In der Pflege trauen sich viele Angehörige einiges zu: Mehr als jeder Dritte würde sich zu­trauen, jemanden bis in den Tod zu pflegen. Besonders stark sei dies bei Frauen aus­ge­prägt, 41 Prozent der befragten Frauen gab dies an. Oftmals sei diese Zusage aber von der Berufstätigkeit und der weiteren Unterstützung von Professionellen und Ehren­amt­lichen abhängig. „Der Report zeigt eine große Bereitschaft, die Pflege auch bis zum Tod zu übernehmen. Doch dafür bedarf es verlässliche Strukturen vor Ort“, erklärte Pfle­ge­experte Klie.

Der Report stellt auch dar, dass die Zahl der Menschen, die in Kliniken, Heimen und Hos­pizen versterben, in den vergangenen 20 Jahren deutlich zugenommen hat. Dabei ist die Zahl der Todesfälle zu Hause von 55 auf 32 Prozent gesunken, die Zahl der Todesfälle in Alten- oder Pflegeheimen von sechs auf 22 Prozent gestiegen.

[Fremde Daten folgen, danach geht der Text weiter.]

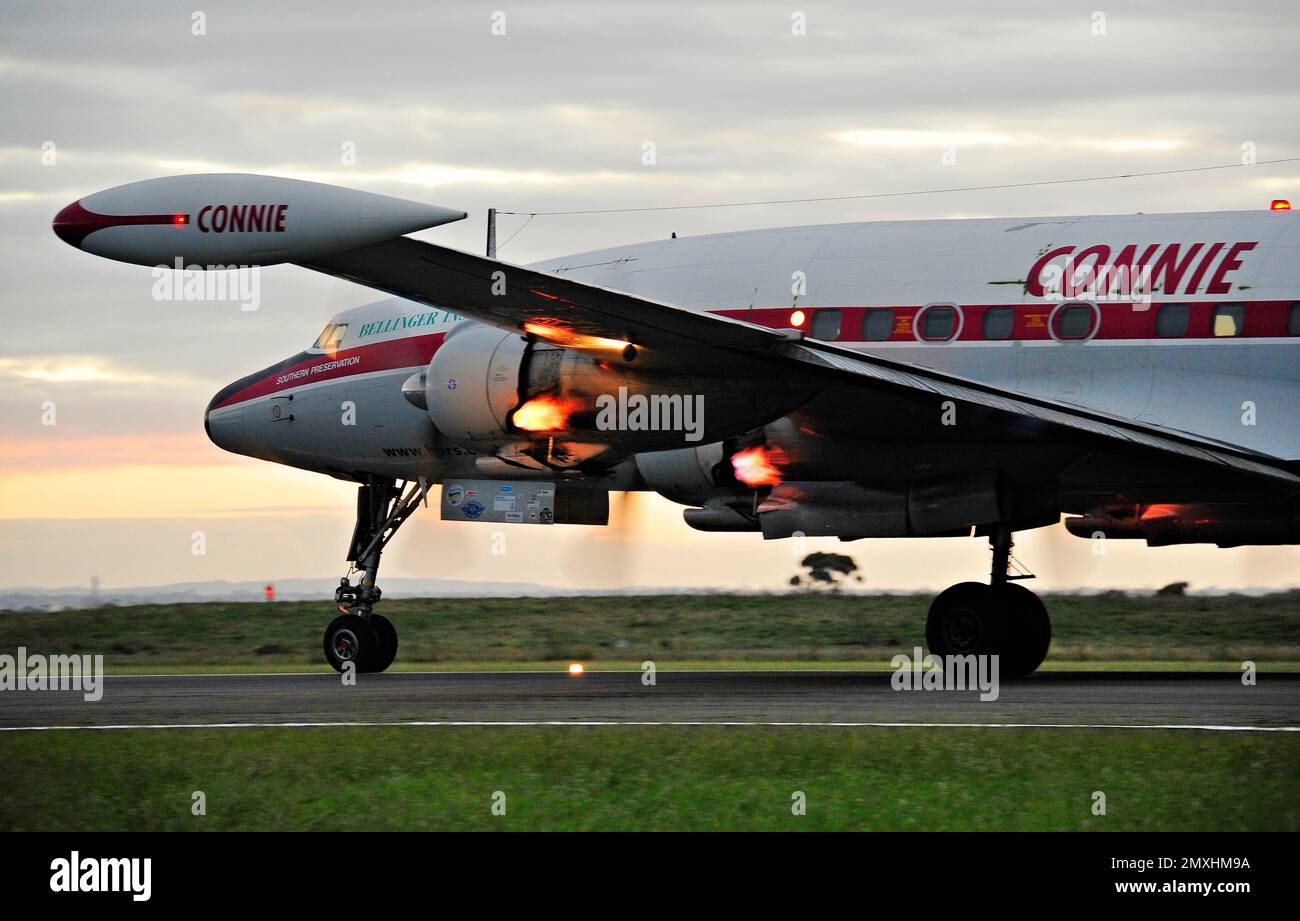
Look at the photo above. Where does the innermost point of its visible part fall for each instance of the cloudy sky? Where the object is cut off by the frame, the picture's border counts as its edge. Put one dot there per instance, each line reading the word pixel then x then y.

Auch in Hospizen ver­ster­ben inzwischen elf Prozent – vor 20 Jahren war es ein Prozent.

Dabei stirbt jeder Fünfte im Krankenhaus allein, jeder Dritte hat im Pflegeheim keinen Menschen um sich. Beim Sterben zu Hause sind es laut Studie nur sieben Prozent der Menschen, die zum Todeszeitpunkt keinen Angehörigen bei sich hatten.

Auch finanziell sei es für die Krankenkassen besser, wenn Sterbende zu Hause betreut werden: So kostet ein Klinikaufenthalt im letzten Quartal des Lebens im Schnitt bis zu 9.000 Euro, das Sterben daheim im Schnitt 1.150 Euro. „Das sind gesundheitsökono­mische Aspekte, die auch zu berücksichtigen sind“, so Klie. Aus seiner Sicht sind viele Krankenhausaufenthalte im letzten Lebensabschnitt durch eine verlässliche hausärzt­liche Begleitung sowie eine bessere fachliche Unterstützung pflegender Angehöriger vermeidbar.

Auch im Sinne der sterbenden Menschen sollten Krankenhausaufenthalte „konsequent vermieden werden“, heißt es in den Handlungsempfehlungen. Außerdem fordert Klie, dass die Vergütung der Ärzte in der ambulanten palliativen Versorgung verbessert werden muss.

Für diesen Pflegereport hat das AGP Institut Sozialforschung an der Evangelischen Hochschule Freiburg Daten aus einer repräsentativen Bevölkerungsbefragung, DAK-Ver­sorgungszahlen sowie qualitative Interviews mit Menschen geführt, die ster­bende Angehörige begleitet haben.